IF 2.6 4区 医学 Q2 INFECTIOUS DISEASES Pub Date : 2026-03-24 DOI: 10.3390/tropicalmed11040087
Sonia Menon, Anthony D Harries, Riitta A Dlodlo, Gisèle Badoum, Mohammed F Dogo, Olivia B Mbitikon, Pranay Sinha, Yan Lin, Jyoti Jaju, Aung Naing Soe, Anisha Singh, Bharati Kalottee, Kobto G Koura

Background: Tuberculosis (TB) remains a major global health challenge, with Mycobacterium tuberculosis (M. tuberculosis) causing significant morbidity and mortality mainly in high-burden countries.

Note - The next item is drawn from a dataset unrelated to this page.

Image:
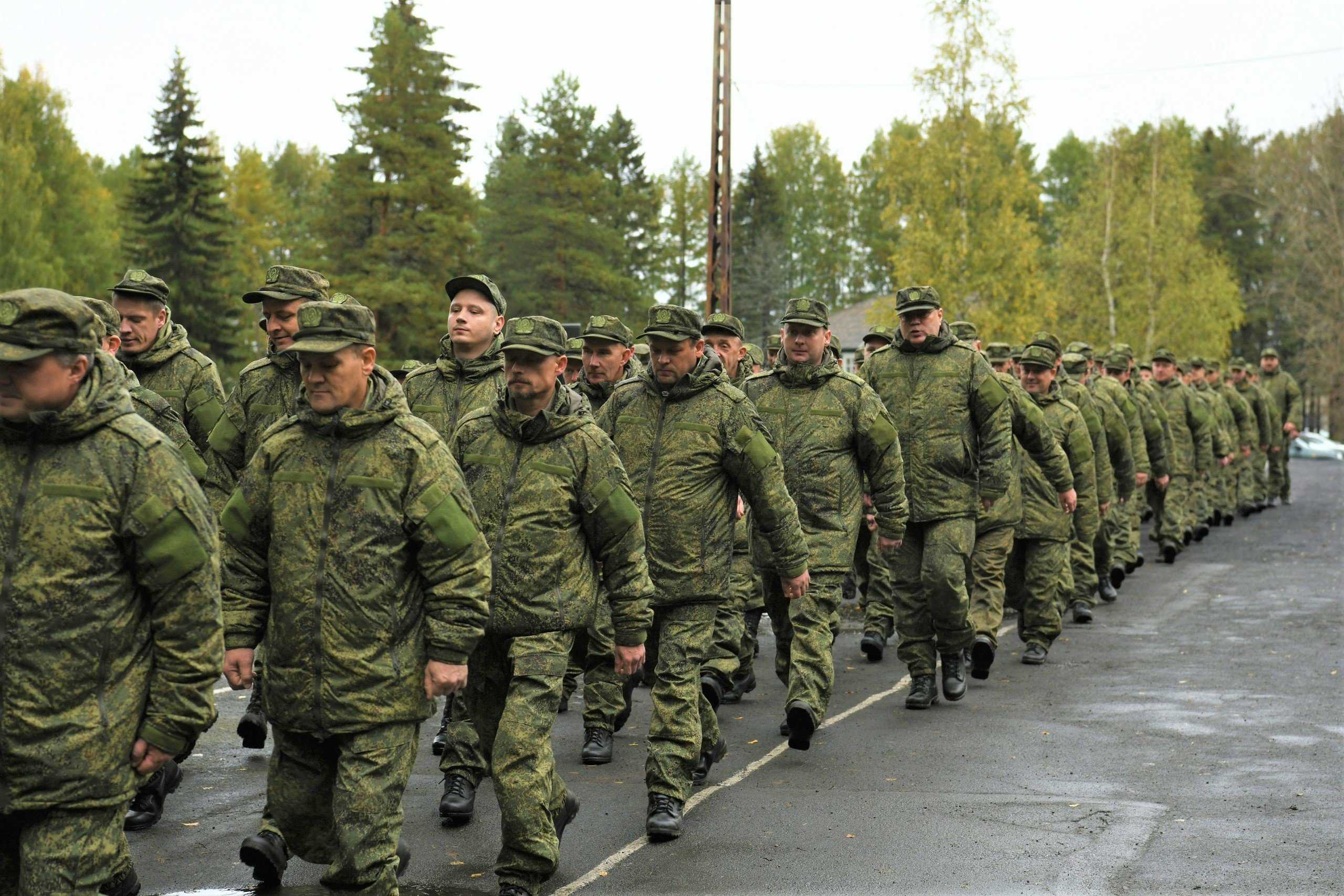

Following exposure to M. tuberculosis, individuals may become infected, developing TB infection (TBI) through inhalation of the bacillus: this affects approximately one-fourth of the global population and serves as a critical reservoir for potential disease reactivation and transmission. The risk of being infected with M. tuberculosis is shaped by bacterial load of people with TB, contact patterns, environmental factors, and host susceptibility, particularly in high-risk congregate settings. Elucidating these determinants is instrumental for optimising TB prevention and control strategies.

Methods: A preliminary PubMed search was conducted on 25 August 2024, using the keywords "latent tuberculosis infection," "risk factors," and "systematic review." Targeted reviews were then performed in November 2024 to examine factors influencing progression from exposure to M. tuberculosis to TBI. Systematic reviews published between January 2000 and November 2024 were included.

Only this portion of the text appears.